Effet de répartition pour l'année 2050: scénario NPE, redistribution forfaitaire aux ménages privés, v.1

Arrêté du Conseil fédéral


Le 28 septembre 2012, le Conseil fédéral a chargé le DFF de préparer une réforme fiscale écologique pour la seconde étape de la stratégie énergétique, soit après 2020. Un premier rapport devra être remis d’ici la mi-2013; il fera l’objet d’une audition et présentera diverses variantes sur la conception de la taxe et son mode de remboursement ou de compensation, avec leurs conséquences écologiques et économiques respectives. L’étape suivante consistera à présenter, d’ici la mi-2014, un rapport destiné à la consultation

 

  1. Énergie solaire et éolienne, petites centrales hydrauliques(< 10 MW), biomasse et géothermie. []
  2. Ecoplan, Volkswirtschaftliche Auswirkungen einerökologischen Steuerreform, Berne, 2012. []
  3. Office fédéral de l’énergie, Prognos SA, Ecoplan SA,Die Energieperspektiven 2050 (avec résumé en français),Berne, 2012. []

Proposition de citation: Martin Baur ; Margit Himmel (2012). Réforme fiscale écologique: projets du Conseil fédéral destinés 
à une deuxième étape de la Stratégie énergétique 2050. La Vie économique, 01 novembre.

Encadré 1

Décisions du Conseil fédéral en matière de politique énergétique


25 mai 2011

Le Conseil fédéral se prononce sur la sortie par étapes du nucléaire. Les centrales nucléaires actuelles seront arrêtées à la 
fin de leur durée d’exploitation et ne seront pas remplacées.

 

30 novembre 2011

Le Conseil fédéral charge le DFF d’étudier – dans l’optique d’une réforme fiscale écologique – une taxe incitative sur la consommation d’énergie ainsi que diverses variantes de redistribution des recettes, avec leurs conséquences économiques.

 

27 janvier 2012

Le Conseil fédéral confirme que la réforme fiscale écologique sera un des dossiers-clés de la législature qui commence. 
Il entend présenter un message sur la réforme fiscale écologique décrivant les mesures à prendre pour atteindre l’objectif 6 dont le libellé est le suivant: «L’attractivité et la crédibilité du système fiscal suisse sont renforcées».

 

18 avril 2012

Lors de l’examen du train de mesures sur la mise en œuvre de la Stratégie énergétique 2050, le Conseil fédéral décide de réaliser en deux étapes la réforme du système énergétique.
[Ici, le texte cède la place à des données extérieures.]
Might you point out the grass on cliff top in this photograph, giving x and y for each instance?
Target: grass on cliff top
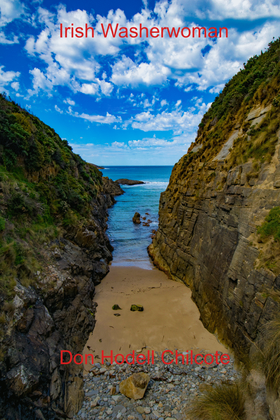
(271, 226)
(266, 357)
(219, 402)
(257, 84)
(45, 189)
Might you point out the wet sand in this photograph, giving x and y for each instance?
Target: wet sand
(170, 319)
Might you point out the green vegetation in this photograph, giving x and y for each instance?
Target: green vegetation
(271, 226)
(45, 191)
(271, 353)
(257, 84)
(219, 402)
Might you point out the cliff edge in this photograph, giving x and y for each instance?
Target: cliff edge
(219, 224)
(53, 251)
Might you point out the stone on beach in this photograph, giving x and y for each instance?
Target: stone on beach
(116, 307)
(135, 386)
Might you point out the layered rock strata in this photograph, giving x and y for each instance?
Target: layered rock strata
(57, 314)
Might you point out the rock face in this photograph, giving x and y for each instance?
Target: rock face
(54, 250)
(32, 377)
(135, 386)
(218, 194)
(124, 181)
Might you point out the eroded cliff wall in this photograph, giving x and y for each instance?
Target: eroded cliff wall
(53, 251)
(218, 194)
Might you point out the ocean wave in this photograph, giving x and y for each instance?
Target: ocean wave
(148, 184)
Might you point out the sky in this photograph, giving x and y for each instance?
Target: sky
(127, 101)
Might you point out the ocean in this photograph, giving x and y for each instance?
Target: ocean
(130, 241)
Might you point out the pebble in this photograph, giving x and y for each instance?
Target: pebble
(170, 390)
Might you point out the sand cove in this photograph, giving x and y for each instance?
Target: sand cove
(170, 319)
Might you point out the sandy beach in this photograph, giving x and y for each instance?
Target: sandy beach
(170, 319)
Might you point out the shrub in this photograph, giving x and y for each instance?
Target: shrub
(271, 226)
(220, 402)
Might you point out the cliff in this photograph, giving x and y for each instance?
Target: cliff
(53, 251)
(219, 224)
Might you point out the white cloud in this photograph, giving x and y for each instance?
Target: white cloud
(58, 109)
(126, 72)
(8, 77)
(107, 119)
(69, 101)
(178, 121)
(10, 10)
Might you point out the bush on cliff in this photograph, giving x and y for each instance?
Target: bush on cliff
(219, 402)
(271, 226)
(44, 188)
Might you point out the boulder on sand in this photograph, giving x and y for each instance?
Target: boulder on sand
(138, 308)
(135, 385)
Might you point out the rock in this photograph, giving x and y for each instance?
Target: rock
(113, 390)
(136, 218)
(135, 386)
(124, 181)
(116, 307)
(136, 308)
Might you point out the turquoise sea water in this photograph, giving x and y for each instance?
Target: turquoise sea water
(130, 241)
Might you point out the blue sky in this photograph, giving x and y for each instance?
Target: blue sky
(127, 101)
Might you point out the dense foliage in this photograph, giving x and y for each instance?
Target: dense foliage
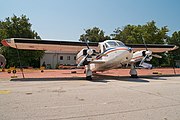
(19, 27)
(134, 34)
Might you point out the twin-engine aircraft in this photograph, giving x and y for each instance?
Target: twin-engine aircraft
(100, 56)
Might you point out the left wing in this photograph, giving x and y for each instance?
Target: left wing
(71, 46)
(50, 45)
(155, 48)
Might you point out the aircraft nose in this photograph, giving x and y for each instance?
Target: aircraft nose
(130, 49)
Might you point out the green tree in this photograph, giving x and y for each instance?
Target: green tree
(132, 34)
(94, 35)
(175, 40)
(19, 27)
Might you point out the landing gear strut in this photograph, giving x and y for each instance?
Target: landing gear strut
(133, 72)
(88, 72)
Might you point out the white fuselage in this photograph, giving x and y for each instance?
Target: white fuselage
(113, 54)
(114, 58)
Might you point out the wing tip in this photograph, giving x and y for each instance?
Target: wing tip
(5, 43)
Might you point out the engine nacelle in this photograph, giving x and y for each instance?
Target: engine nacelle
(83, 53)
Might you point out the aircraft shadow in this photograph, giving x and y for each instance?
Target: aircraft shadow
(58, 79)
(119, 78)
(99, 78)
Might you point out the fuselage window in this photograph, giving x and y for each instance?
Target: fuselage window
(61, 57)
(104, 48)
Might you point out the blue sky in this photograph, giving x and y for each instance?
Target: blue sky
(67, 19)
La première vise à en accroître l’efficience, par une réglementation appropriée et des mesures d’encouragement. La seconde, prévue après 2020, consistera à réorienter la politique énergétique et climatique: des mesures 
incitatives remplaceront progressivement celles d’encouragement.

 

28 septembre 2012

Le Conseil fédéral met 
en consultation le premier train de mesures concernant la Stratégie énergétique 2050. Il prévoit, en outre, d’élaborer d’ici la mi-2014, pour 
la deuxième étape, un rapport destiné à la consultation et portant sur une réforme fiscale écologique.